In Canada, allophone is a term that describes a person who has a first language that is not English, French or an Indigenous language. According to the 2016 census, roughly 7.7 million Canadians or 22.3 per cent of the population would be considered allophones (see Immigrant Languages in Canada).
Who are the allophones in Quebec?
Allophone is a term used in Quebec, and in the rest of Canada, to describe people whose language is neither English nor French; the term is derived from Greek and simply means ‘other languages’.
What are allophones example?
Allophone definition (linguistics) A predictable phonetic variant of a phoneme. For example, the aspirated t of top, the unaspirated t of stop, and the tt (pronounced as a flap) of batter are allophones of the English phoneme /t/.
How do you identify an allophone?
the same environment in the senses of position in the word and the identity of adjacent phonemes). If two sounds are phonetically similar and they are in C.D. then they can be assumed to be allophones of the same phoneme.
How many allophones are there in English?
The number of English phonemes varies from one variety to another, but in general the language is considered to have between 22 and 24 consonants (the difference is due to two units that in some systems are considered phonemes and in others not), two semivowels and 20 vowels in the British variety (BrE).
How do you spell Sarah phonetically?
Pronunciation of “Sarah”, “Sara” and other names with the letter “a” before “r”
- Sara: Sah-rah (“a” as in “bat”)
- Sarah: Se-rah (“a” as in “air”)
What is an allophone?
In phonetics, an allophone is one of several similar speech sounds ( phones) that belong to the same phoneme.
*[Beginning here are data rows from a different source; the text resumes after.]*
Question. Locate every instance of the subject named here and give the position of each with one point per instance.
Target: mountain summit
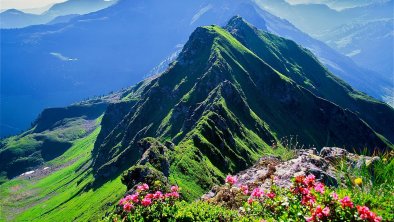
(232, 95)
(229, 86)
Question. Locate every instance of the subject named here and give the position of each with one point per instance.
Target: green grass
(63, 195)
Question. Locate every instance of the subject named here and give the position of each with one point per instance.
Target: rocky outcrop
(307, 161)
(153, 166)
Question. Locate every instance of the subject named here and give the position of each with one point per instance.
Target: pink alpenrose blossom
(143, 187)
(346, 202)
(257, 193)
(174, 188)
(127, 207)
(319, 187)
(146, 202)
(244, 189)
(231, 179)
(271, 195)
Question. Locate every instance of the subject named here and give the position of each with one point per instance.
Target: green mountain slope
(302, 66)
(223, 105)
(229, 96)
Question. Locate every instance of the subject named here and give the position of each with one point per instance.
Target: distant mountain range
(93, 54)
(231, 94)
(338, 4)
(13, 18)
(358, 32)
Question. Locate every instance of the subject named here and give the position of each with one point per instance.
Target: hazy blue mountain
(337, 4)
(54, 65)
(13, 18)
(357, 32)
(17, 19)
(316, 18)
(362, 41)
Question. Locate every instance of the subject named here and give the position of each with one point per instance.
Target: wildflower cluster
(307, 200)
(143, 202)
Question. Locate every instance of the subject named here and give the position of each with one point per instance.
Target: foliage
(306, 200)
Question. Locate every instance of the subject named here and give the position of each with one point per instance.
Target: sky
(26, 4)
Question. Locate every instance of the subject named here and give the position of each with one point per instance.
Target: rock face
(307, 161)
(153, 166)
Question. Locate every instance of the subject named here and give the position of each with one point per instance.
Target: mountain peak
(237, 23)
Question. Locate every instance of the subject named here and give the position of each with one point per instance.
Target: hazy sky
(26, 4)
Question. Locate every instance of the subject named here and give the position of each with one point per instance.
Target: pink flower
(146, 202)
(172, 194)
(122, 201)
(128, 198)
(127, 207)
(366, 214)
(346, 202)
(134, 198)
(319, 187)
(158, 195)
(271, 195)
(334, 196)
(174, 188)
(143, 187)
(304, 191)
(309, 219)
(308, 200)
(231, 179)
(149, 196)
(244, 189)
(326, 211)
(310, 180)
(319, 213)
(257, 192)
(299, 179)
(175, 194)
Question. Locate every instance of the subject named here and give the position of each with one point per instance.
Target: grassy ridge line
(60, 195)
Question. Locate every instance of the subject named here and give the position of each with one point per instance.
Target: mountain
(338, 4)
(66, 70)
(13, 18)
(361, 40)
(356, 32)
(231, 93)
(315, 18)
A phoneme is an abstract unit of speech sound that can distinguish words: That is, changing a phoneme in a word can produce another word. Speakers of a particular language perceive a phoneme as a distinctive sound in that language.
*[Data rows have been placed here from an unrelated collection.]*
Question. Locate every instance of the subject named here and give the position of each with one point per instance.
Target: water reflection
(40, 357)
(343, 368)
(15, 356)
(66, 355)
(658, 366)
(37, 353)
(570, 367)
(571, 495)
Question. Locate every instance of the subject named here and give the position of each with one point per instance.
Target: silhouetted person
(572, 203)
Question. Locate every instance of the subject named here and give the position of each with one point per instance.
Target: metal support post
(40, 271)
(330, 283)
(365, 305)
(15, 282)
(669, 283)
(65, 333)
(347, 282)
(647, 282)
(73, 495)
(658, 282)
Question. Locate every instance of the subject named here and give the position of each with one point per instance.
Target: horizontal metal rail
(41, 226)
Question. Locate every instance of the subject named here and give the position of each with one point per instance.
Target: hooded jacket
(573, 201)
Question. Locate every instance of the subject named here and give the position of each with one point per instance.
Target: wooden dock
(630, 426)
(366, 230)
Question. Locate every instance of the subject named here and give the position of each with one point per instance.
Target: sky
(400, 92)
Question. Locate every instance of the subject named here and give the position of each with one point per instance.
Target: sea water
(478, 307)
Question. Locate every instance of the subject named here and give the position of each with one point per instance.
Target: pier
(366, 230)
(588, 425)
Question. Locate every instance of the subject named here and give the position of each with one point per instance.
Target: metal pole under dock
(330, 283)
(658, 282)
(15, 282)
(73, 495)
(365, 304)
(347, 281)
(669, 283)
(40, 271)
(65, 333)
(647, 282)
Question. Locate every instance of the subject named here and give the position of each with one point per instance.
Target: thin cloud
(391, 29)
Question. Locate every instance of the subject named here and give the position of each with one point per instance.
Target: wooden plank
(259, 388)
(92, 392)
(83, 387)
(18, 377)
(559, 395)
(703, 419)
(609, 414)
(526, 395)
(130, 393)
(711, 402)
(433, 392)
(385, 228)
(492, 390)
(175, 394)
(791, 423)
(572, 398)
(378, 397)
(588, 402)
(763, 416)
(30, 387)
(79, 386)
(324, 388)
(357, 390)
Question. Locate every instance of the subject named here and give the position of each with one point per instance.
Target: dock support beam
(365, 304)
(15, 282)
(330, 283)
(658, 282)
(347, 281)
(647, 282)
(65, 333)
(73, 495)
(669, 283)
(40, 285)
Do allophones have to be simple to transcribe?
Often, if only one of the allophones is simple to transcribe, in the sense of not requiring diacritics, then that representation is chosen for the phoneme. However, there may be several such allophones, or the linguist may prefer greater precision than this allows.
What happens when you change the allophone of a word?
An allophone is not distinctive, but rather a variant of a phoneme; changing the allophone won’t change the meaning of a word, but the result may sound non-native, or be unintelligible. (There is debate over how real, and how universal, phonemes really are. See phoneme for details.)
What are the different allophonic processes in English?
Besides, there are many different allophonic processes in English, like lack of plosion, nasal plosion, partial devoicing of sonorants, complete devoicing of sonorants, partial devoicing of obstruents, lengthening and shortening vowels, dentalisation and retraction. Aspiration – strong explosion of breath.